Les mouvements migratoires du IIe au Ve siècle
Le IIIe siècle voit se succéder les crises et les guerres civiles sur le sol gaulois. Bien que les provinces romaines de Germanie supérieure et de Germanie inférieure aient été constituées dès le Ier siècle par Domitien, à partir du milieu du IIIe siècle, des peuples germaniques Francs et Alamans franchissent le Rhin et pillent la Gaule à plusieurs reprises. Un éphémère empire des Gaules (terme impropre), sans que celui-ci ait un caractère national, est créé par Postumus, bientôt assassiné par ses soldats. La Gaule est touchée par l'affaiblissement démographique, le déclin des villes, le ralentissement du commerce et de la circulation monétaire ce qui amène les premières manifestations des bagaudes. Durant la même période, les Romains installent en Gaule des garnisons de Lètes, parmi lesquels des Chamaves et des Hattuaires dans la future Bourgogne. La situation militaire est rétablie à la fin du IIIe siècle, et le dispositif défensif sur le Rhin incorpore de plus en plus de contingents germaniques installés avec leurs familles. Des groupes de Francs en Gaule Belgique et d'Alamans en Alsace servent comme troupes auxiliaires fédérées, et certains officiers francs mènent de brillantes carrières au sein de l'Empire romain.
Face aux invasions, l'élite gallo-romaine a une réaction divisée. Salvien de Marseille déclare que l'invasion est la conséquence des vices du gouvernement romain. D'autres comme le Sidoine Apollinaire se plaint de leur manque de savoir-vivre.

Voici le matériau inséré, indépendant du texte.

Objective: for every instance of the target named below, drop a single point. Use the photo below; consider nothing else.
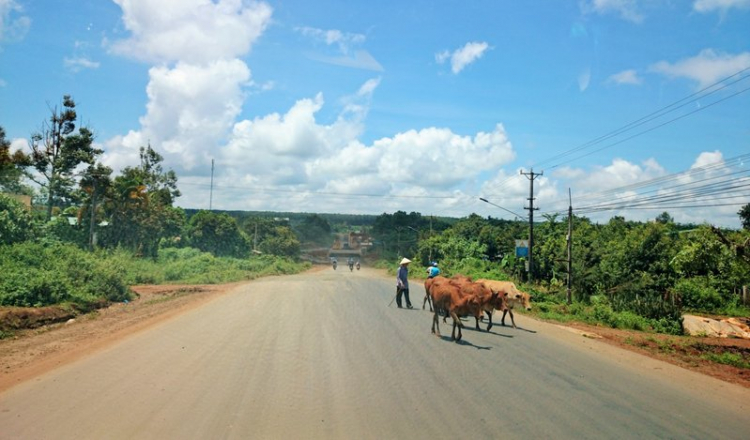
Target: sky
(623, 107)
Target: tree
(16, 223)
(139, 205)
(95, 184)
(57, 150)
(316, 229)
(281, 242)
(744, 214)
(11, 168)
(217, 233)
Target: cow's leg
(456, 324)
(513, 321)
(427, 299)
(435, 324)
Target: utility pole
(430, 238)
(570, 247)
(211, 193)
(93, 215)
(531, 175)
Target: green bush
(696, 294)
(16, 223)
(36, 274)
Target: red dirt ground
(32, 352)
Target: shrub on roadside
(36, 274)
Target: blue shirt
(402, 275)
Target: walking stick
(394, 298)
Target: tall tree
(57, 150)
(140, 205)
(744, 214)
(217, 233)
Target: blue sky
(372, 107)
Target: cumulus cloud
(706, 68)
(462, 57)
(13, 24)
(626, 9)
(198, 86)
(584, 79)
(346, 55)
(626, 77)
(189, 112)
(705, 6)
(77, 64)
(192, 31)
(343, 40)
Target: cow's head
(516, 297)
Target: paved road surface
(321, 355)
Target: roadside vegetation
(88, 234)
(628, 275)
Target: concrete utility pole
(93, 215)
(531, 175)
(570, 247)
(211, 191)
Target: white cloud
(190, 110)
(626, 9)
(707, 158)
(720, 5)
(79, 63)
(192, 105)
(629, 77)
(193, 31)
(345, 55)
(462, 57)
(343, 40)
(584, 79)
(705, 68)
(360, 59)
(13, 24)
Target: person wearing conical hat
(402, 283)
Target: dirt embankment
(32, 352)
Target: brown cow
(489, 300)
(514, 297)
(427, 283)
(448, 296)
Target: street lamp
(498, 206)
(531, 236)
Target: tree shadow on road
(447, 338)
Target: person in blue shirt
(433, 270)
(402, 283)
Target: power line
(703, 93)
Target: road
(322, 355)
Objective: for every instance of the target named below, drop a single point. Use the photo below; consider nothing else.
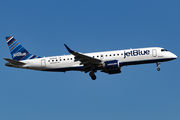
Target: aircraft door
(43, 63)
(154, 53)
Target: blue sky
(43, 26)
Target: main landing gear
(158, 64)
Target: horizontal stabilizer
(14, 62)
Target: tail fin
(18, 52)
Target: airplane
(108, 62)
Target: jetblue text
(136, 53)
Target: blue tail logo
(18, 52)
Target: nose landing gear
(158, 64)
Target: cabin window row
(56, 60)
(107, 55)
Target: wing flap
(14, 62)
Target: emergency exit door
(43, 63)
(154, 53)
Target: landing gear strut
(158, 64)
(92, 75)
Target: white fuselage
(124, 57)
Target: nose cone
(174, 56)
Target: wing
(14, 62)
(85, 60)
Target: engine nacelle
(113, 64)
(112, 67)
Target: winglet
(70, 51)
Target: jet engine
(111, 67)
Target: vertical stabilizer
(18, 52)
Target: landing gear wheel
(158, 69)
(92, 75)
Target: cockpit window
(162, 50)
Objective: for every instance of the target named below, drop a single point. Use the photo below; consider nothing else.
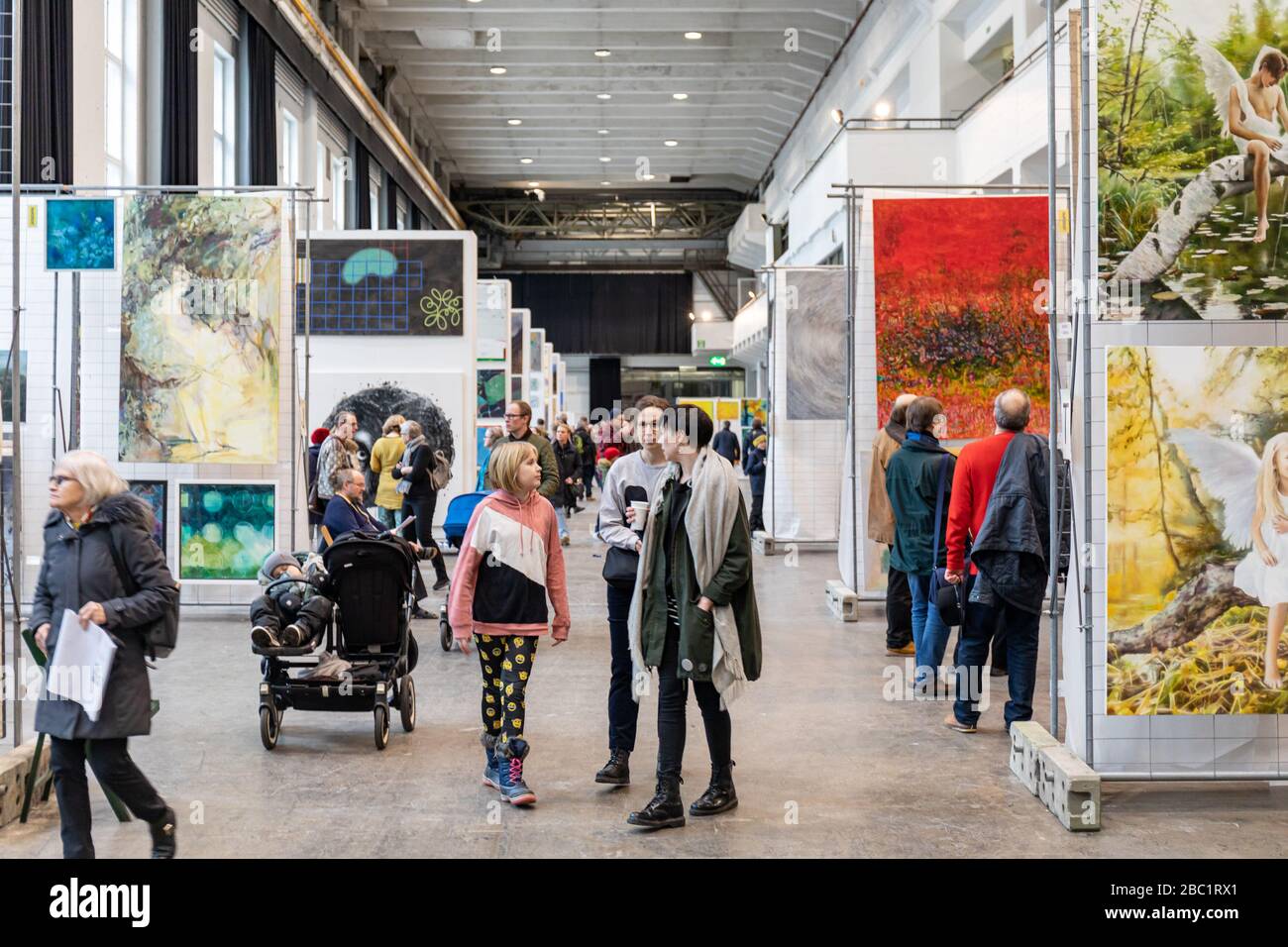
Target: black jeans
(898, 609)
(622, 710)
(115, 770)
(671, 698)
(423, 530)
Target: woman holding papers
(91, 513)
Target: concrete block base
(1065, 785)
(14, 767)
(841, 600)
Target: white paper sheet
(81, 663)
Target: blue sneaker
(490, 777)
(509, 758)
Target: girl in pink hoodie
(510, 561)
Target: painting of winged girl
(1197, 531)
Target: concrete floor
(825, 764)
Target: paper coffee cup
(640, 514)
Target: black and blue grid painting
(381, 286)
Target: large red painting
(956, 305)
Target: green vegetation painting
(1192, 158)
(80, 234)
(226, 530)
(200, 308)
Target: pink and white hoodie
(510, 561)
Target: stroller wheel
(269, 725)
(407, 703)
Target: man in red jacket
(973, 487)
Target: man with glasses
(518, 427)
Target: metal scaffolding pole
(1052, 312)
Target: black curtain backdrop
(262, 63)
(47, 91)
(179, 93)
(605, 382)
(608, 313)
(361, 187)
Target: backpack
(442, 474)
(162, 634)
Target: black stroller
(370, 581)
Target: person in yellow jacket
(385, 455)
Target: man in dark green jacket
(695, 615)
(913, 478)
(518, 425)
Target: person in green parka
(694, 615)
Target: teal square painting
(80, 234)
(226, 530)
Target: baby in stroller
(291, 598)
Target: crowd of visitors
(965, 534)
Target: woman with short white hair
(95, 534)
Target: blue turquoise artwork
(413, 286)
(226, 530)
(80, 234)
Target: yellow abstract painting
(200, 302)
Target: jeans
(898, 609)
(928, 631)
(115, 770)
(423, 531)
(673, 694)
(1017, 635)
(622, 709)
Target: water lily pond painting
(80, 234)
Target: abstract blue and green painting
(226, 530)
(80, 234)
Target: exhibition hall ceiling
(575, 93)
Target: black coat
(1013, 551)
(77, 567)
(570, 466)
(421, 482)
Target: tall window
(338, 175)
(290, 170)
(120, 89)
(224, 111)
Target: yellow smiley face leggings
(506, 667)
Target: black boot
(162, 835)
(720, 795)
(665, 810)
(617, 771)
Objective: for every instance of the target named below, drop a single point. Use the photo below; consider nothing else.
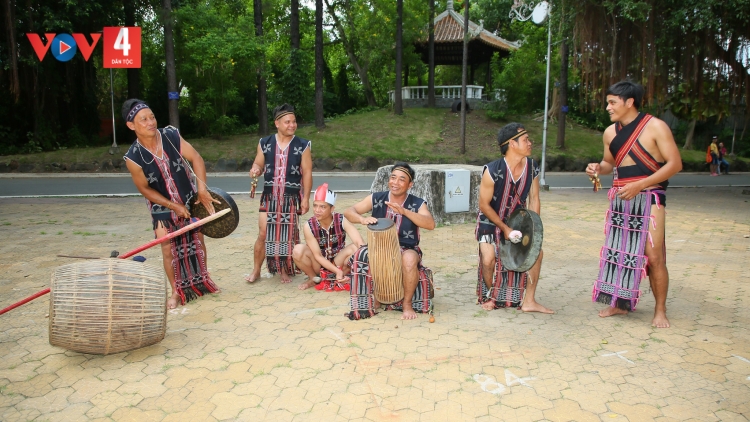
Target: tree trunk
(294, 25)
(10, 25)
(319, 64)
(361, 70)
(134, 75)
(431, 54)
(464, 76)
(398, 106)
(563, 95)
(262, 91)
(174, 116)
(690, 135)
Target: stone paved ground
(271, 352)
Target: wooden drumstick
(253, 185)
(596, 182)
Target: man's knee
(409, 260)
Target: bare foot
(409, 313)
(285, 277)
(173, 301)
(660, 320)
(252, 278)
(536, 307)
(609, 311)
(306, 285)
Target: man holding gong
(161, 164)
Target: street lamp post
(538, 13)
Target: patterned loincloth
(507, 287)
(282, 233)
(189, 264)
(362, 290)
(622, 260)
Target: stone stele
(429, 184)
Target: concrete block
(429, 184)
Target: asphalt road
(42, 185)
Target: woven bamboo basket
(107, 306)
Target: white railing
(441, 91)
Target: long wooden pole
(133, 252)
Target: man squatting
(326, 252)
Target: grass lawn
(421, 135)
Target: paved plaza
(271, 352)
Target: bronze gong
(223, 226)
(521, 256)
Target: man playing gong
(509, 183)
(641, 152)
(409, 213)
(325, 251)
(159, 161)
(285, 161)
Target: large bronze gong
(223, 226)
(521, 256)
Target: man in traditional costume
(641, 152)
(409, 213)
(324, 257)
(162, 165)
(509, 183)
(285, 161)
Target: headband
(323, 194)
(138, 106)
(282, 114)
(516, 136)
(404, 169)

Dans la nuit du 31 décembre 406, les peuples vandales, suèves, alains et d'autres peuples germaniques franchissent la frontière sur le Rhin, malgré la défense des auxiliaires francs, puis en 412 les Wisigoths franchissent les Alpes et atteignent l'Aquitaine. Le pouvoir impérial romain leur cède des territoires puis disparaît en 476. Les structures de l'Empire se défont en Gaule, le pouvoir politique passe aux mains de royaumes barbares avec leurs propres lois, leur propre religion, l'arianisme ou le polythéisme.
Le danger que représentent les Huns, suscite une alliance temporaire des occupants de la Gaule. En 451, Aetius prend la tête d'une coalition Gallo-romaine et Franque qui stoppe le raid de pillage des Huns commandés par Attila aux champs Catalauniques. Cette bataille, qui fut bien loin d'anéantir les Huns, fut magnifiée par les historiens et enrichie de l'épisode de sainte Geneviève encourageant les Parisiens à la résistance face à Attila.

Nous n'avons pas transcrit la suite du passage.